Le Dessous Des Toiles : Scène De Plage Aux Environs De Trouville (Eugène Boudin)
Cette toute petite toile, d'un format agréable pour le regard, offre là au spectateur une vision panoramique d'une petite société bourgeoise amassée sur une plage. Les petits aplats de couleurs, judicieusement disposés les uns aux autres, rendent compte de tout ce petit monde agglutiné en grappe dont le vaste ciel, comme un long voile, paraît recouvrir comme un linceul. La plage, silencieuse, spongieuse en dedans attend les flots dont un soleil d'argent a réduit au silence. L'homme, au centre, debout et de dos, tout de noir vêtu, portant un couvre-chef et une canne, sert de Moïse à ce peuple "élu" qui semble attendre que la mer s'ouvre. Ces riches françaises avec leurs ombrelles et leurs robes majestueuses, prolongeant leur exil dominical sur le rivage, donnent, malgré elles, l'image de l'exode.
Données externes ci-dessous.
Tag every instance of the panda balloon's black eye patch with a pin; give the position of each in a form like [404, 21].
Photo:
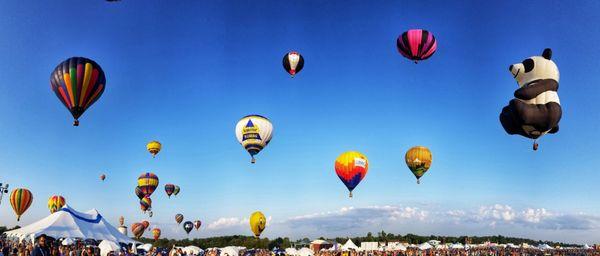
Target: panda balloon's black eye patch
[528, 64]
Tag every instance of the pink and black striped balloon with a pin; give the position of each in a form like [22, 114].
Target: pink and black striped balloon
[416, 44]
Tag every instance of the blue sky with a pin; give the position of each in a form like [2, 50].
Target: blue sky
[184, 72]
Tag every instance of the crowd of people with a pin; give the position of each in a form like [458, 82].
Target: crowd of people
[47, 246]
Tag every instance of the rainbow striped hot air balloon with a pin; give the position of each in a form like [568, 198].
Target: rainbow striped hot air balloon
[416, 44]
[55, 203]
[78, 82]
[351, 167]
[20, 200]
[147, 182]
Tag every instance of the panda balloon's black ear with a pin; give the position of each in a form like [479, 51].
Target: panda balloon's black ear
[547, 54]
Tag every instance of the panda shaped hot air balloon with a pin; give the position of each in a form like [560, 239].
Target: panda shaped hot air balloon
[535, 110]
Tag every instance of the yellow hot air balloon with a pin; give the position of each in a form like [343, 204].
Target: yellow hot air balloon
[257, 223]
[153, 147]
[418, 159]
[254, 132]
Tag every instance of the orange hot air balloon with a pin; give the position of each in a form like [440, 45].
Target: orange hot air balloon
[20, 200]
[351, 167]
[55, 203]
[418, 159]
[156, 233]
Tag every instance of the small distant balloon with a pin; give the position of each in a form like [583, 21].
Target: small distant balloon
[153, 147]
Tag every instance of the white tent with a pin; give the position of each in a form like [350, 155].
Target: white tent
[349, 245]
[69, 223]
[291, 251]
[425, 246]
[108, 246]
[305, 252]
[230, 251]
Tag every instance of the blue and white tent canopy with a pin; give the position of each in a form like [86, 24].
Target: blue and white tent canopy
[69, 223]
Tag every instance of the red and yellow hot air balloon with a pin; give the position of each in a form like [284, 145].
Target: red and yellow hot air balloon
[78, 82]
[418, 159]
[147, 182]
[351, 167]
[137, 229]
[55, 203]
[416, 44]
[156, 233]
[20, 200]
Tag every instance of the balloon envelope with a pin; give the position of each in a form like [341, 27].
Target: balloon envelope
[418, 159]
[254, 132]
[55, 203]
[258, 223]
[78, 83]
[416, 44]
[20, 200]
[351, 167]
Le chien allongé, au premier plan, l'homme retourné à la canne, nous font deviner le berger et son troupeau. A l’évidence ce cortège, séparé en deux, offrent là une vision de la séparation des eaux lors du passage de la mer rouge. En effet, ce petit couloir formé au centre, est la voie par laquelle le peuple de Dieu est invité à poursuivre son chemin. D’ailleurs l’homme à la canne, la main gauche sur le dossier d'une chaise, laquelle symbolisant le trône, le pouvoir et l’autorité, n’est que la représentation du prince d’Égypte abandonnant son règne pour devenir Moïse. Il est le symbole même du monarque sans trône ni patrie. Delà, il faut comprendre que les apparats, les atours et tout ce raffinement symbolisent en quelque sorte la liberté acquise et la future terre promise où coulent le lait et le miel annoncés par Dieu.
Je dirais donc que ce tableau, lors de son exposition au musée de l’orangerie, m’a montré immédiatement cette vision. C’est sans doute que rien ne m’était caché, il répond en impression à cette insinuation permanente des impressionnistes, lesquels savent effacer les frontières et les traits de manière à fantasmer les images en autant d’interprétations qu’il y a de spectateurs. Assurément la quiétude et la sérénité qui se dégagent de la peinture, l’insouciance des personnages ainsi que le bonheur, la prospérité et la paix qui en émane m’ont conduit tout naturellement à l’idée que l’artiste a inconsciemment exprimé la recherche du bien-être. Et le bien-être ici, c’est la plage, loin de la ville et de ses activités, de ses contraintes, de ses bruits et de son économie. Cette échappée belle des bourgeois annonce les congés payés et les premières vacances à la mer pour les ouvriers, cette transhumance sociale ne sera qu’un écho moderne de l’exode du peuple juif. En réalité fuir les grandes villes et leurs industries, leur pollution sonore, respiratoire et visuelle, leur crasse et leur infecte morale performative, c’est fuir une condition aliénatoire très proche de celle qu’ont connu les esclaves juifs en Egypte. Se rendre donc à la mer, c’est se rapprocher du ciel, de l’infini, de Dieu, de la liberté. C’est ôter toutes les cloisons artificielles montées par les hommes, c’est être nu, nu face à l’immensité naturelle dont la beauté rappelle le paradis perdu. Si ici, les bourgeois, comme des moutons qui paissent tranquillement dans la prairie, profitent agréablement de la douceur de vivre, c’est que là naît cet état de bonheur, cet idéal qui habite tout être humain. C’est le temps de la paix, où sous l’immensité du ciel et de la mer, se noie l’existence avec une infime anxiété dont le péché aura tout naturellement daigné accorder.